En ce qui concerne les conclusions subsidiaires relatives aux impositions du requérant pour l'année 1972 : Considérant que ces conclusions présentées devant le Conseil d'Etat, alors que la réclamation au directeur ne concernait que les impositions relatives aux années 1968, 1969, 1970 et 1971, ne sont, en tout état de cause, pas recevables. Considérant qu'il résulte de ce qui précède que le sieur X... n'est pas fondé à prétendre que c'est à tort que, par le jugement attaqué, le Tribunal administratif de Paris a rejeté sa demande en décharge des impositions supplémentaires établies au titre des années 1968, 1969 et 1970, et qu'il n'est pas fondé davantage à demander la décharge de la cotisation supplémentaire à laquelle il a été assujetti pour l'année 1971.
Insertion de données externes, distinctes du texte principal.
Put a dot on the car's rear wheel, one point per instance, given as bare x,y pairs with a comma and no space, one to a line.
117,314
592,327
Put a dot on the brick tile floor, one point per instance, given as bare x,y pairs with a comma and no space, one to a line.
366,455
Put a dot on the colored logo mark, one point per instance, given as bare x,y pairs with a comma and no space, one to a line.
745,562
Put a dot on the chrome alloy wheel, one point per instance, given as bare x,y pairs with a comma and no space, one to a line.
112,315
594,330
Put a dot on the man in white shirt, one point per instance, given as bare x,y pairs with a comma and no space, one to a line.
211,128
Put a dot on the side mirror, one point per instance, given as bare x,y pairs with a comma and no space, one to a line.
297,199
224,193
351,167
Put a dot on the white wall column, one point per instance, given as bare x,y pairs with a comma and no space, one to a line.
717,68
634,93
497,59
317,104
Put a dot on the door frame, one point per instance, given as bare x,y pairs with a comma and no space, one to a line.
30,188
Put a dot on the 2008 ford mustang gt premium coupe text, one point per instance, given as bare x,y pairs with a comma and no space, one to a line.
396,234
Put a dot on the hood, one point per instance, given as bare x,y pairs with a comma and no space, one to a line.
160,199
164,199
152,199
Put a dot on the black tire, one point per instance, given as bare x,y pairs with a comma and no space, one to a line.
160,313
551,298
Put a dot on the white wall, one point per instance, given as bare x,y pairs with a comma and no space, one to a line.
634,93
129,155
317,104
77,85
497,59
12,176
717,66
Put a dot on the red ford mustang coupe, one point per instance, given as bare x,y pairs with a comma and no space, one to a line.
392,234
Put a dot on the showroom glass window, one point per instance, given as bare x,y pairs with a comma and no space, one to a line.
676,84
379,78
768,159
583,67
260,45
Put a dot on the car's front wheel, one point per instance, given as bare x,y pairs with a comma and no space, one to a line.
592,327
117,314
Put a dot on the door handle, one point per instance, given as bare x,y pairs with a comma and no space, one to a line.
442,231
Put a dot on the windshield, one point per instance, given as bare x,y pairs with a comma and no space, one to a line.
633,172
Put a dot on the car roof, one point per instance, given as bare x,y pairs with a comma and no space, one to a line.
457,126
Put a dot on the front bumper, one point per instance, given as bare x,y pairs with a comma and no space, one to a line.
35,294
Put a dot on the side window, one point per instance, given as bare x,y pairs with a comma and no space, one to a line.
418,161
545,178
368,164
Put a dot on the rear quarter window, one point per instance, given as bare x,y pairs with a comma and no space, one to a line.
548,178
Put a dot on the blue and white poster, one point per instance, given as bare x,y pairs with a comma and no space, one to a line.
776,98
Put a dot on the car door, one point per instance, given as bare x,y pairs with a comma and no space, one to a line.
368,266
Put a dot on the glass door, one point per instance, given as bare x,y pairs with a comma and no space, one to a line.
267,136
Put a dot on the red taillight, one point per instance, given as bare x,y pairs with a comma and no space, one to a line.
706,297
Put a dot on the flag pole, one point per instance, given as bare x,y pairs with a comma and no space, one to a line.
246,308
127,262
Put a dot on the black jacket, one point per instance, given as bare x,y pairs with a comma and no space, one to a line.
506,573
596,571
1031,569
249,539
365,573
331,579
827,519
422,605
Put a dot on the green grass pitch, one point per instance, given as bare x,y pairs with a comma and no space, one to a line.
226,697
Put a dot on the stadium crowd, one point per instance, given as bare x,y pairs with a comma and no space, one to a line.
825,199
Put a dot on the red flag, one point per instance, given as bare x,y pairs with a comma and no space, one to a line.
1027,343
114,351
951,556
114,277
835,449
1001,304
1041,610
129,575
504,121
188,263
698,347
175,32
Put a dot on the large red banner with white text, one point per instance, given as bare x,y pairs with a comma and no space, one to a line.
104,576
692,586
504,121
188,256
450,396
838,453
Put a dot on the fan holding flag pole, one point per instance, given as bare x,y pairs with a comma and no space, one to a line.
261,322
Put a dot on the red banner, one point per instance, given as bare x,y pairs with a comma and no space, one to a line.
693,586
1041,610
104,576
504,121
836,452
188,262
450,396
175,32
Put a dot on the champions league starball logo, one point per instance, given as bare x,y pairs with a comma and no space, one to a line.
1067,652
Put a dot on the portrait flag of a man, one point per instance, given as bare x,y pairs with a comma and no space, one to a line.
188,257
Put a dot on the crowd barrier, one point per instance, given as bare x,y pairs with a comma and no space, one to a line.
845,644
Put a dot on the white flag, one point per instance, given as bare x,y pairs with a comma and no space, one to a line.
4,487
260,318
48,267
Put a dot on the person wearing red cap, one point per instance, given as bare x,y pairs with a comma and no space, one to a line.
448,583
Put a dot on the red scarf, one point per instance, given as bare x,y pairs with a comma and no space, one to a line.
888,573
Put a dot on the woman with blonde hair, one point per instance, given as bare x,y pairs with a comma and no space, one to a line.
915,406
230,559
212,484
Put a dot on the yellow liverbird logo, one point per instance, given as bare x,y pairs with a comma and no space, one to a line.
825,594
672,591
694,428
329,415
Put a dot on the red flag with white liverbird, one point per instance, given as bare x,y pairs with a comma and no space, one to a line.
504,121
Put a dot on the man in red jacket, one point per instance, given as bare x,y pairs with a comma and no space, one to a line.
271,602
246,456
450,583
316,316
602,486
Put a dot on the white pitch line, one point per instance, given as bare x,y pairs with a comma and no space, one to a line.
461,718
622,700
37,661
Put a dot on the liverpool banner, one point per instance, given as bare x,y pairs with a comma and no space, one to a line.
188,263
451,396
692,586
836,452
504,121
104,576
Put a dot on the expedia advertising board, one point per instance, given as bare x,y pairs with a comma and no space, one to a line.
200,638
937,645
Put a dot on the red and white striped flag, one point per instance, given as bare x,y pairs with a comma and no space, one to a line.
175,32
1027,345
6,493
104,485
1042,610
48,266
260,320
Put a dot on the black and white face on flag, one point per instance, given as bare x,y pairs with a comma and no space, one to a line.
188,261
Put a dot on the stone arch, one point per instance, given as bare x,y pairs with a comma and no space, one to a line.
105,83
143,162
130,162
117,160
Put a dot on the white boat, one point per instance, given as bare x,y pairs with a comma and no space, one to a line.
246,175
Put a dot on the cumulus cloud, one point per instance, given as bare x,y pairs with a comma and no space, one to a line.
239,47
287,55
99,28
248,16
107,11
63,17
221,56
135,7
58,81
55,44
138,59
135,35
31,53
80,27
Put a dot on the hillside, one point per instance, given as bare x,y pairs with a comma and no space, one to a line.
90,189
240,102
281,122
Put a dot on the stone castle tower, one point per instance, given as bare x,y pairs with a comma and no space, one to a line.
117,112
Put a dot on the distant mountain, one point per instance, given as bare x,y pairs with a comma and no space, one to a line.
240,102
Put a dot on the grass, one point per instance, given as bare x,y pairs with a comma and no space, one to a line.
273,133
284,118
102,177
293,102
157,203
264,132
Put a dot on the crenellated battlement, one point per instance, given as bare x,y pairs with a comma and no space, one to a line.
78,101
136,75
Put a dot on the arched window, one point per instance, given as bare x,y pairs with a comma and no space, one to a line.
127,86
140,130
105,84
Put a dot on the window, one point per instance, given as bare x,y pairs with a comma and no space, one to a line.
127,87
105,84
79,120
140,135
Décide : ARTICLE 1ER - Le jugement susvisé du tribunal administratif est annulé en tant qu'il concerne l'imposition relative à l'année 1971.
ARTICLE 2 - Le surplus des conclusions de la requête, et les conclusions subsidiaires de la demande devant le tribunal administratif relatives à la réduction du rehaussement de l'impôt sur le revenu établi au titre de 1971, sont rejetés.